Pareto Principle for Product Success

 

80-20

 

In late 1800’s an Italian economist named Vilfredo Pareto observed that 80% of Italy’s land was owned by about 20% of its population – the elite of the day. This concentration characterized by 80/20 distribution has now become the famous Pareto Principle (aka the 80/20 thumb rule). This 80/20 rule manifests itself in many areas of our day to day life. Some examples – for many non-fiction books, 80% of the main content is captured within the 20% of the pages, the rest is repetitive. For many companies, 80% of their sales income comes from 20% of their clients. In industrial environments, 20% of the hazards lead to 80% of the injuries.
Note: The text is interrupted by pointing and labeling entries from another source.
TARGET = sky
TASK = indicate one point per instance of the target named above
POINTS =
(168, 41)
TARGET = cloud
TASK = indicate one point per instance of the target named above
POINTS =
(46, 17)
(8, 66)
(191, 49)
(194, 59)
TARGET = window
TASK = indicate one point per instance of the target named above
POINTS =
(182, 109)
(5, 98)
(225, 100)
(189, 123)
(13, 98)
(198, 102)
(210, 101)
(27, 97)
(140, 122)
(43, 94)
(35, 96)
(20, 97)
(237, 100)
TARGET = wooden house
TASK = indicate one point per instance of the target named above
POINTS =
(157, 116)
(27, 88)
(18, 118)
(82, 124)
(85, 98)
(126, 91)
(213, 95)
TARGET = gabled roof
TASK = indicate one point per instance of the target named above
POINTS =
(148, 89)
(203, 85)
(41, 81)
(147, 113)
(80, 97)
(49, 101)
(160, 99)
Interestingly, this 80/20 rule can be used effectively to drive the strategy, execution & decision making when managing technology products & teams.

 

Product Market Fit: Most startups (& even established companies with emerging products) struggle for a while before they find their “market-fit” – i.e. they try pitching their product/service/technology in a variety of industries, verticals, use cases, price points, geographies etc. The lucky ones find the market-fit before the funding dries up and the no-so-lucky ones go belly up without ever discovering the market-fit.
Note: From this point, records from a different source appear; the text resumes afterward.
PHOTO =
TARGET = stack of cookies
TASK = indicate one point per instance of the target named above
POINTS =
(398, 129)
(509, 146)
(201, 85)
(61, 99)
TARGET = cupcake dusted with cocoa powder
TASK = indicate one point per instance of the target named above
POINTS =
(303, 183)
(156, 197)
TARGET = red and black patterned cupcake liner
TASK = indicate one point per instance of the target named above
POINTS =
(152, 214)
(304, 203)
It’s important to have a Go-To-Market strategy & target segmentation based on the attributes of your product/service. At the same time, during the discovery phase, it’s important to experiment & pitch your product for a variety of use cases – some of which should be outside your original target segment. If you are lucky, for every 10 attempts you make, you may find some semblance of market-fit in 1 or 2 cases (i.e. the 20% rule). VMware is well known for its virtualization technology. However, in the early days of VMware, they had to struggle for a long time to find the market-fit until their product landed in the hands of system administrators who were responsible for managing servers – the rest is history. To hear more about VMware’s early struggles, hear this interesting podcast interview with Diane Green (co-founder & former CEO of VMware)…

 

Product Usage: A typical technology product (software or hardware) contains many bells & whistles. My experience is (some anecdotal and some data-driven), most users (80%?) use a very small set (20%?) of the available features/capabilities on a daily basis. This provides a fantastic opportunity for product teams to derive amplified gains with minimal effort – identify the most used 20% feature-set and polish them to perfection leading to remarkable results! If your 20% feature set offers the best user experience possible, your users will love your product and think thrice before considering alternatives!

 

KPI’s: Product teams typically use metrics/OKRs/KPIs to measure & drive outcomes. These KPIs can take various forms like users, usage, transactions, customer satisfaction, NPS, repeat usage, DAU, MAU, geographical distribution, platform distribution, customer distribution, industry distribution etc. Depending on who you speak to within the company, the metrics list can be endless and it’s not practical to monitor and review all the metrics. A more practical approach to success would be to identify the top few metrics (the 20%) and drive those with a maniacal focus! Having fewer KPIs to monitor makes it easier for product teams to focus on those KPIs and drive the catalysts that grow those KPIs.

 

Key People in a Team: A typical product team (or a sub-team) consists of 6-8 people. If you are lucky, there is 1 person (i.e. 20%) who is a head-and-shoulder above the others on the team. If you are super-fantabulously lucky, you land a 10x person on your team. These are the people who can solve the prickliest of the problems or come up with ingenious ideas that take your product from mediocrity to superiority. Identify such key people and make sure that they are taken care of in every respect (i.e. compensation, assigning them non-mundane projects, protection from politics, etc.).

 

Innovation: Venture Capital companies are in the business of investing in innovative startups with the hope that they go IPO or get acquired. The reality is, for every 10 companies the VC’s invest in, about 2 of them find some success while the rest flop. Google is known as one of the most innovative companies with a string of “successful” products such as Search, Maps, Gmail, Chrome, Android, YouTube, Android etc. The reality is, 84% of Google’s revenue comes from its advertising initiative – the 80/20 rule at play again! Even successful companies like Google have to chase a variety of innovations before they can find a “hit”. What this means for corporates is, to drive innovation, you must have the willingness to stomach 8 or 9 losses before they can hit 1 or 2 successful products. Without this willingness to invest in losses, innovation cannot happen!

 

Use the 80/20 to find yourself 100% success!